[FFmpeg-devel] [PATCH v9 01/13] avcodec/vaapi_encode: introduce a base layer for vaapi encode

Thu May 23 19:11:20 EEST 2024

On 20/05/2024 16:52, tong1.wu-at-intel.com at ffmpeg.org wrote:
> From: Tong Wu <tong1.wu at intel.com>
> 
> Since VAAPI and future D3D12VA implementation may share some common parameters,
> a base layer encode context is introduced as vaapi context's base.
> 
> Signed-off-by: Tong Wu <tong1.wu at intel.com>
> ---
>   libavcodec/hw_base_encode.h | 56 +++++++++++++++++++++++++++++++++++++
>   libavcodec/vaapi_encode.h   | 39 +++++---------------------
>   2 files changed, 63 insertions(+), 32 deletions(-)

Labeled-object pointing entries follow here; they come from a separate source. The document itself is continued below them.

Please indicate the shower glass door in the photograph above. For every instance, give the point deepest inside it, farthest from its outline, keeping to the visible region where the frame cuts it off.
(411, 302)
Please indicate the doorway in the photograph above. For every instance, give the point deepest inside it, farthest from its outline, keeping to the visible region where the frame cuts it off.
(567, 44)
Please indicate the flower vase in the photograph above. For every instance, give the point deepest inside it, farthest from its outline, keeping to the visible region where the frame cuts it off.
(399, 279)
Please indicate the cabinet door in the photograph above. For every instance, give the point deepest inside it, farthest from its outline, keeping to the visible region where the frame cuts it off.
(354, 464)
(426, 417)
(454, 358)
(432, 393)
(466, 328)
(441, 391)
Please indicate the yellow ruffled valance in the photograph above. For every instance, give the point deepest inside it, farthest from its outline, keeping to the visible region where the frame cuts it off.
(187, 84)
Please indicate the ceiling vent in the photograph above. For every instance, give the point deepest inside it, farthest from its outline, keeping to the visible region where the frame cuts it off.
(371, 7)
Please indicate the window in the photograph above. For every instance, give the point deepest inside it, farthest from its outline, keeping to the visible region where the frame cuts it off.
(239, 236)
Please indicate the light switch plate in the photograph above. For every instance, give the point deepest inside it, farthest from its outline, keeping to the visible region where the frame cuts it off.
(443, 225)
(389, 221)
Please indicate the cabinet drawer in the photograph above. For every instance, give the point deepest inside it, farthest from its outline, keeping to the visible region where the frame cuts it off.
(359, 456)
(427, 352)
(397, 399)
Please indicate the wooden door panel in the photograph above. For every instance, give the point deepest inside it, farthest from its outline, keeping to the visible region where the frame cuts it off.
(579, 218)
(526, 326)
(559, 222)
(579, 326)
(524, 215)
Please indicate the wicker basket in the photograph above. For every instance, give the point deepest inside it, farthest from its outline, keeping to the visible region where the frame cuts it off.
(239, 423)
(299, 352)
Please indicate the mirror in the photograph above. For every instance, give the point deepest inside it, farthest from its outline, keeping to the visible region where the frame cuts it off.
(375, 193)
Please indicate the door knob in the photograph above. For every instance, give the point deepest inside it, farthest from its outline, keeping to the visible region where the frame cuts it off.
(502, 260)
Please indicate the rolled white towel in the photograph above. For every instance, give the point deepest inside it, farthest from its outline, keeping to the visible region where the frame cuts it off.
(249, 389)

>   create mode 100644 libavcodec/hw_base_encode.h
> 
> diff --git a/libavcodec/hw_base_encode.h b/libavcodec/hw_base_encode.h
> new file mode 100644
> index 0000000000..1996179456
> --- /dev/null
> +++ b/libavcodec/hw_base_encode.h
> @@ -0,0 +1,56 @@
> +/*
> + * This file is part of FFmpeg.
> + *
> + * FFmpeg is free software; you can redistribute it and/or
> + * modify it under the terms of the GNU Lesser General Public
> + * License as published by the Free Software Foundation; either
> + * version 2.1 of the License, or (at your option) any later version.
> + *
> + * FFmpeg is distributed in the hope that it will be useful,
> + * but WITHOUT ANY WARRANTY; without even the implied warranty of
> + * MERCHANTABILITY or FITNESS FOR A PARTICULAR PURPOSE.  See the GNU
> + * Lesser General Public License for more details.
> + *
> + * You should have received a copy of the GNU Lesser General Public
> + * License along with FFmpeg; if not, write to the Free Software
> + * Foundation, Inc., 51 Franklin Street, Fifth Floor, Boston, MA 02110-1301 USA
> + */
> +
> +#ifndef AVCODEC_HW_BASE_ENCODE_H
> +#define AVCODEC_HW_BASE_ENCODE_H
> +
> +#define MAX_DPB_SIZE 16
> +#define MAX_PICTURE_REFERENCES 2
> +#define MAX_REORDER_DELAY 16
> +#define MAX_ASYNC_DEPTH 64
> +#define MAX_REFERENCE_LIST_NUM 2
> +
> +enum {
> +    PICTURE_TYPE_IDR = 0,
> +    PICTURE_TYPE_I   = 1,
> +    PICTURE_TYPE_P   = 2,
> +    PICTURE_TYPE_B   = 3,
> +};
> +
> +enum {
> +    // Codec supports controlling the subdivision of pictures into slices.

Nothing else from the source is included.